Re: [PATCH] kernel/hung_task.c: Monitor killed tasks.

[Petr Mladek]

CCed Stephen to discuss linux-next related question at the bottom
of the mail.

On Thu 2019-05-16 17:19:12, Tetsuo Handa wrote:
> On 2019/05/15 19:55, Petr Mladek wrote:
> >> +	if (!stamp) {
> >> +		stamp = jiffies;
> >> +		if (!stamp)
> >> +			stamp++;
> >> +		t->killed_time = stamp;
> >> +		return;
> >> +	}
> > 
> > I might be too dumb but the above code looks pretty tricky to me.
> > It would deserve a comment. Or better, I would remove
> > trick to handle overflow. If it happens, we would just
> > lose one check period.
> 
> We can use
> 
>   static inline unsigned long jiffies_nonzero(void)
>   {
>       const unsigned long stamp = jiffies;
> 
>       return stamp ? stamp : -1;
>   }
> 
> or even shortcut "jiffies | 1" because difference by one jiffie
> is an measurement error for multiple HZ of timeout.

I would just ignore the overflow. We would just start measuring
the timeout in the next check_hung_task() call. It is not
a big deal and removes few lines of a tricky code.

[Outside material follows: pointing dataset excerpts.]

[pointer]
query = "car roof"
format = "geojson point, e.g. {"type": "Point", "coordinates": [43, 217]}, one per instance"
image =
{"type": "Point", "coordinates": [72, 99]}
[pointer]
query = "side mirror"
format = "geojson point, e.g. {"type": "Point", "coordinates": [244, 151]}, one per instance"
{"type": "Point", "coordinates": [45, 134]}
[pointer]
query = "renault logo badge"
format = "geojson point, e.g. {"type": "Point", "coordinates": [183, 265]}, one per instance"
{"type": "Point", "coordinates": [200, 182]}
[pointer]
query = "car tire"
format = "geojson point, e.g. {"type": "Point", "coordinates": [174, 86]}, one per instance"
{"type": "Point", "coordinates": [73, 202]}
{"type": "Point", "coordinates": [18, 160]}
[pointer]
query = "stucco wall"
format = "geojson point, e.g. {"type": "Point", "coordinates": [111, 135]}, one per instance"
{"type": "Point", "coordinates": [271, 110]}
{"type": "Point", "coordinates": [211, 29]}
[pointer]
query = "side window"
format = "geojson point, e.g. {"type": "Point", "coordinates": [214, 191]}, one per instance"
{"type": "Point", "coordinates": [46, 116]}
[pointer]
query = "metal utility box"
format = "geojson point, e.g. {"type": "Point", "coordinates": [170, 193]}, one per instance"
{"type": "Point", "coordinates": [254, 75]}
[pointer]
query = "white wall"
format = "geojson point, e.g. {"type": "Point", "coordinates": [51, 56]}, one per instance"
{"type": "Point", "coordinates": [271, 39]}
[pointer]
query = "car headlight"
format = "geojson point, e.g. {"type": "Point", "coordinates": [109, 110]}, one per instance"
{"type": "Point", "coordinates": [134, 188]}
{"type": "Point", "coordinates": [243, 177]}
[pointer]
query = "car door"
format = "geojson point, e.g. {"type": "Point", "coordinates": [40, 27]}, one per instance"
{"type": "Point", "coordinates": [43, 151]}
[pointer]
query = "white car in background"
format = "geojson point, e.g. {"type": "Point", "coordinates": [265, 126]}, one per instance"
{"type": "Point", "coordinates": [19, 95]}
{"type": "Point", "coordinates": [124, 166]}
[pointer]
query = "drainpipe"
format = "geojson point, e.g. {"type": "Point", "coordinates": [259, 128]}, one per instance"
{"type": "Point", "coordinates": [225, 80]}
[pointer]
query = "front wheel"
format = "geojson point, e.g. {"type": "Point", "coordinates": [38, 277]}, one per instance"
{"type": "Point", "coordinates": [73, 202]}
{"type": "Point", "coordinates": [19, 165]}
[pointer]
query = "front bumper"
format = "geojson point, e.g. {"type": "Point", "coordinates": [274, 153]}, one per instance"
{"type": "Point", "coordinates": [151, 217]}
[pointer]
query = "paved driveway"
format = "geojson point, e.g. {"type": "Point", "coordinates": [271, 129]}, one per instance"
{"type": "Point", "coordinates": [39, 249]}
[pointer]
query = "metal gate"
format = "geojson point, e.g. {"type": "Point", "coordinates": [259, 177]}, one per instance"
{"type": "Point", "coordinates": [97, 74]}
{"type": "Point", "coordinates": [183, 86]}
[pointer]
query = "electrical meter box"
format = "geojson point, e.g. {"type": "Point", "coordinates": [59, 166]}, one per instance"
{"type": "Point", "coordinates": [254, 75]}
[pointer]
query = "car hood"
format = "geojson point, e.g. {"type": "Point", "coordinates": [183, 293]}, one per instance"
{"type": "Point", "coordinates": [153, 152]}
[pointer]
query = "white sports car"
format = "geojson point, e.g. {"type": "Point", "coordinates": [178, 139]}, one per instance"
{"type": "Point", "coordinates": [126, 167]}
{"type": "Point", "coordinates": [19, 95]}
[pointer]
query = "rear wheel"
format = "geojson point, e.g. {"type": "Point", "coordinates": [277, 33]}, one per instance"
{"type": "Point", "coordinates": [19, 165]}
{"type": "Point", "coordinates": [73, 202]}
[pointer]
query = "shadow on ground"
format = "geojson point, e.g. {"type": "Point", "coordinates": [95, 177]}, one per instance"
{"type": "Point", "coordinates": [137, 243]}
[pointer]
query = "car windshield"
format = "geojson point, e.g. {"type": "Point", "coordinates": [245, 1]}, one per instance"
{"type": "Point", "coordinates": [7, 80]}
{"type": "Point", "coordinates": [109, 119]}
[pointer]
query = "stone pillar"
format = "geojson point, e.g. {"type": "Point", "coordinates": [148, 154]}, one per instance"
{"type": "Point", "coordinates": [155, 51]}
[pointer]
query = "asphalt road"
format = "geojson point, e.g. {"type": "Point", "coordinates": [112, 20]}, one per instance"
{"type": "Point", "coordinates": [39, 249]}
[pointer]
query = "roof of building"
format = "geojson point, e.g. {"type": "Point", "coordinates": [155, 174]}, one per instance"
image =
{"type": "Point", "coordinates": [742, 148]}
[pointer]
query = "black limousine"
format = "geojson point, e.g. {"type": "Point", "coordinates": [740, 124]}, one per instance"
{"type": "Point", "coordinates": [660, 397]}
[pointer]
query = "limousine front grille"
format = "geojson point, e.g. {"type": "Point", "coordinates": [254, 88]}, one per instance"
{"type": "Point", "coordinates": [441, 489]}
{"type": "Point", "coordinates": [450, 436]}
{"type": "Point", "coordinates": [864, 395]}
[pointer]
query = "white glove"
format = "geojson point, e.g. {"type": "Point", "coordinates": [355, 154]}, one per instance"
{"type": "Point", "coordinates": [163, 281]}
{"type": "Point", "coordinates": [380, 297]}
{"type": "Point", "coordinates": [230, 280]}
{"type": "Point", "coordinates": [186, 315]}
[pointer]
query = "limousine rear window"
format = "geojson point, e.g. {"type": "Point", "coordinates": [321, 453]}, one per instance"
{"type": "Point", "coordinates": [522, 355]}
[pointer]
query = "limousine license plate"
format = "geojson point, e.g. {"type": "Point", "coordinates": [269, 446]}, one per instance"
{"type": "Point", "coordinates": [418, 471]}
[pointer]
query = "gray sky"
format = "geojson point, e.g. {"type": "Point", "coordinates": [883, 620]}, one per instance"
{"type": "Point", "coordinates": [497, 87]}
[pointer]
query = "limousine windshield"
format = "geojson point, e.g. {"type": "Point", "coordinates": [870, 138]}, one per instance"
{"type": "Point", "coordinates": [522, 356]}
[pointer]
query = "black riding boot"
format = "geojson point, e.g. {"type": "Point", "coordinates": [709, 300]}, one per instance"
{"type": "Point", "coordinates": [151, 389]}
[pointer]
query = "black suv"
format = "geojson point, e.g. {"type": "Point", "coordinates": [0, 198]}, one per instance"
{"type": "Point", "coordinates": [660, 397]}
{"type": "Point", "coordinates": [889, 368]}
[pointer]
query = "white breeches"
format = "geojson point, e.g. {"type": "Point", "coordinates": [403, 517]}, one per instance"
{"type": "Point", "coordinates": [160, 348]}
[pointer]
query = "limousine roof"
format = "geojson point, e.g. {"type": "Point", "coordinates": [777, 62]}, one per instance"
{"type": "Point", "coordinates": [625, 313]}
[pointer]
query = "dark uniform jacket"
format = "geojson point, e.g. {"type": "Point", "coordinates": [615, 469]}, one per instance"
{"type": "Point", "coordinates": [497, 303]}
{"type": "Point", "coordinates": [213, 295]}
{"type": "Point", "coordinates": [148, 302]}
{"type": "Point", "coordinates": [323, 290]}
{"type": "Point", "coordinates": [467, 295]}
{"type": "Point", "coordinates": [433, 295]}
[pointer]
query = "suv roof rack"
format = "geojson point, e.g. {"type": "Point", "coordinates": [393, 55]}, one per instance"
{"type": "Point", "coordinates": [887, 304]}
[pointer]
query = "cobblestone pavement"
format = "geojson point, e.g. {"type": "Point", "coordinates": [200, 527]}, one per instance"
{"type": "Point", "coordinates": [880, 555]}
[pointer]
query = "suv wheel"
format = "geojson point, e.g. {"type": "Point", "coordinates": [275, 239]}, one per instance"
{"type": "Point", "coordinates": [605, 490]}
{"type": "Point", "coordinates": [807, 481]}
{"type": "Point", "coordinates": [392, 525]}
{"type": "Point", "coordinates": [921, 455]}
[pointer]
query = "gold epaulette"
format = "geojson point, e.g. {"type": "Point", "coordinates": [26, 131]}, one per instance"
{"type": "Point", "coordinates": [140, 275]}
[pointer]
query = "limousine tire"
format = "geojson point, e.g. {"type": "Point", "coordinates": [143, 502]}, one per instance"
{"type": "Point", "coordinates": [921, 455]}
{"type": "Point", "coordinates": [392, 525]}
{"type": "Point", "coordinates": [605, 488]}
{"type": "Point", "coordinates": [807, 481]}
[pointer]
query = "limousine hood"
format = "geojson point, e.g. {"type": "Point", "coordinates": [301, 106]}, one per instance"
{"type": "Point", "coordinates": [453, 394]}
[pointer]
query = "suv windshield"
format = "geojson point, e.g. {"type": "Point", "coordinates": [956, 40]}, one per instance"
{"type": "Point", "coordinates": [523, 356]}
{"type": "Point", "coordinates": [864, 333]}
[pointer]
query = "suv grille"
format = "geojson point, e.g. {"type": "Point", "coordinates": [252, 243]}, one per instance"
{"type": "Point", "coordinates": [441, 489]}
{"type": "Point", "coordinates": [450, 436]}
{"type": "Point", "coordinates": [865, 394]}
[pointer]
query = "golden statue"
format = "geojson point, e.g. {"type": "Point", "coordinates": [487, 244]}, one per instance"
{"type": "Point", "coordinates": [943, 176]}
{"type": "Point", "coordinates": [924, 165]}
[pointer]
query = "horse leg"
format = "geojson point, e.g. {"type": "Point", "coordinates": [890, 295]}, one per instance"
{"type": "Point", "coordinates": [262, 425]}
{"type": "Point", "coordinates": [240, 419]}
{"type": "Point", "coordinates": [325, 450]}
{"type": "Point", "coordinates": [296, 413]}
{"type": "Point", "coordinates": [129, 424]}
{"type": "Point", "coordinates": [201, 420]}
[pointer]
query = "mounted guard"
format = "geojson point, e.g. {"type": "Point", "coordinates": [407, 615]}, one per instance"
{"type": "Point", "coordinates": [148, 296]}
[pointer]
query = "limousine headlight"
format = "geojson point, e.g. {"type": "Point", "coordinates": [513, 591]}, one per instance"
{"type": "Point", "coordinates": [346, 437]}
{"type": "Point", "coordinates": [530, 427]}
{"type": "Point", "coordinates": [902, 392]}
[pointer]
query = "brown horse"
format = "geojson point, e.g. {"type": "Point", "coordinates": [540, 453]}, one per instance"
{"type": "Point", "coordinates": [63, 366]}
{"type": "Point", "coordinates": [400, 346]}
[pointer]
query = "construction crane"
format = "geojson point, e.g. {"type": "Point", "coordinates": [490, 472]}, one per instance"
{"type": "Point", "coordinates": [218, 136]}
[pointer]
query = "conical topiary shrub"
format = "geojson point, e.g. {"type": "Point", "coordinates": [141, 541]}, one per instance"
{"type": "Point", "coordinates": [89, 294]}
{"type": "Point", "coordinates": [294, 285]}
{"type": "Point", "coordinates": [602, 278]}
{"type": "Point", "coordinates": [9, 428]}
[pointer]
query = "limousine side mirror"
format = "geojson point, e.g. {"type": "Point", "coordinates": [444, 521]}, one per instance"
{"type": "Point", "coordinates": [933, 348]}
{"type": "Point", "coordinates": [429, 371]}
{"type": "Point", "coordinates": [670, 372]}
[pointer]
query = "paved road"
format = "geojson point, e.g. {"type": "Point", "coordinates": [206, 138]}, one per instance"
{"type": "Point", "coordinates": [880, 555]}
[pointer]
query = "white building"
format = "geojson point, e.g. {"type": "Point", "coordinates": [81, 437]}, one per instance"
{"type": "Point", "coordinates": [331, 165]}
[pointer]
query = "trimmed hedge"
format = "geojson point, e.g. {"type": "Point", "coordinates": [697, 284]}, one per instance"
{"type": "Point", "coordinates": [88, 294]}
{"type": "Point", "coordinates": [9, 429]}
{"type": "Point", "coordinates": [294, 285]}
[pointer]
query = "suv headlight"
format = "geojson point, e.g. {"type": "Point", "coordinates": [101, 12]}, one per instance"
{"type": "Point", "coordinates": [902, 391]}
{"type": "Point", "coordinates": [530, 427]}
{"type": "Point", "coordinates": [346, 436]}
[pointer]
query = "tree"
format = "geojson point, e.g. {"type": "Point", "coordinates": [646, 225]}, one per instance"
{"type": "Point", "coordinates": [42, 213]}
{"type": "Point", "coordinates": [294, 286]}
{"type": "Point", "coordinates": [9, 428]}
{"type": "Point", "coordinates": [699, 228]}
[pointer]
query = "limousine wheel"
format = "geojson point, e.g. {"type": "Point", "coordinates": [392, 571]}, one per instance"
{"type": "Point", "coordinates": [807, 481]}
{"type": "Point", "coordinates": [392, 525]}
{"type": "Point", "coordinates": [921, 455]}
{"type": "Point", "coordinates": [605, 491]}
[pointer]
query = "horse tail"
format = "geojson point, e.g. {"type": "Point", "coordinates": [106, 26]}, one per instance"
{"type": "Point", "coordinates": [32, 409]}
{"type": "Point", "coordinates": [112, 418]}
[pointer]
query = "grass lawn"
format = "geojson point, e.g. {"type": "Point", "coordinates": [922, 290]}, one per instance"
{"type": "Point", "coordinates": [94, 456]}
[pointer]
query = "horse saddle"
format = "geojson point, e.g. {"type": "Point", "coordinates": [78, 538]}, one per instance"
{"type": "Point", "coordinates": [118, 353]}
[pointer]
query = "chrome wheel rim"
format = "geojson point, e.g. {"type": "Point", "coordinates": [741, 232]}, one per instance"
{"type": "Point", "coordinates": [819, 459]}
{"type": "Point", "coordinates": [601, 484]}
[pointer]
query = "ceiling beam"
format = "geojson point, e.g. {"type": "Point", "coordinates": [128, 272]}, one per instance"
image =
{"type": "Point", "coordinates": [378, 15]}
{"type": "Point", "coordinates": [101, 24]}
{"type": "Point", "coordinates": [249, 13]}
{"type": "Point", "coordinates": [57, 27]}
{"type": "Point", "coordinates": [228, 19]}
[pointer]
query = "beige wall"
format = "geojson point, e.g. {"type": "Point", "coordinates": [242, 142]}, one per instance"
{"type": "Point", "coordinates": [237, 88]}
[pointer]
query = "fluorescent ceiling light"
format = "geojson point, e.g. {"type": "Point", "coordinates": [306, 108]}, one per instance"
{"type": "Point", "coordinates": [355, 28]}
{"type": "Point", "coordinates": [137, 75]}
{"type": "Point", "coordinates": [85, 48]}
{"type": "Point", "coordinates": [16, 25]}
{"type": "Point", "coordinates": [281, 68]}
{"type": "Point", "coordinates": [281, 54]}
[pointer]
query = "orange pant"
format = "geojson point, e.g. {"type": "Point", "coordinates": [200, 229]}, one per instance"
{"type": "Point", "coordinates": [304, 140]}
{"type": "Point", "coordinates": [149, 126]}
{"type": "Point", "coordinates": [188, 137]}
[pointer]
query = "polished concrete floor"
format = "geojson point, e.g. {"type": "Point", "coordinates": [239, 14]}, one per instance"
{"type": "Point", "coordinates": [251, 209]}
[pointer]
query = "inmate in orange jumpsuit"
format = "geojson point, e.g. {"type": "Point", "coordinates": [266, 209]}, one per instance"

> >> +	if (time_is_after_jiffies(stamp + timeout * HZ))
> >> +		return;
> >> +	trace_sched_process_hang(t);
> >> +	if (sysctl_hung_task_panic) {
> >> +		console_verbose();
> >> +		hung_task_call_panic = true;
> > 
> > IMHO, the delayed task exit is much less fatal than sleeping
> > in an uninterruptible state.
> > 
> > Anyway, the check is much less reliable. In case of hung_task,
> > it is enough when the task gets scheduled. In the new check,
> > the task has to do some amount of work until the signal
> > gets handled and do_exit() is called.
> > 
> > The panic should either get enabled separately or we should
> > never panic in this case.
> 
> OK, we should not share existing sysctl settings.
> 
> But in the context of syzbot's testing where there are only 2 CPUs
> in the target VM (which means that only small number of threads and
> not so much memory) and threads get SIGKILL after 5 seconds from fork(),
> being unable to reach do_exit() within 10 seconds is likely a sign of
> something went wrong. For example, 6 out of 7 trials of a reproducer for
> https://syzkaller.appspot.com/bug?id=835a0b9e75b14b55112661cbc61ca8b8f0edf767
> resulted in "no output from test machine" rather than "task hung".
> This patch is revealing that such killed threads are failing to reach
> do_exit() because they are trapped at unkillable retry loop due to a
> race bug.
> 
> Therefore, I would like to try this patch in linux-next.git for feasibility
> testing whether this patch helps finding more bugs and reproducers for such
> bugs, by bringing "unable to terminate threads" reports out of "no output from
> test machine" reports. We can add sysctl settings before sending to linux.git.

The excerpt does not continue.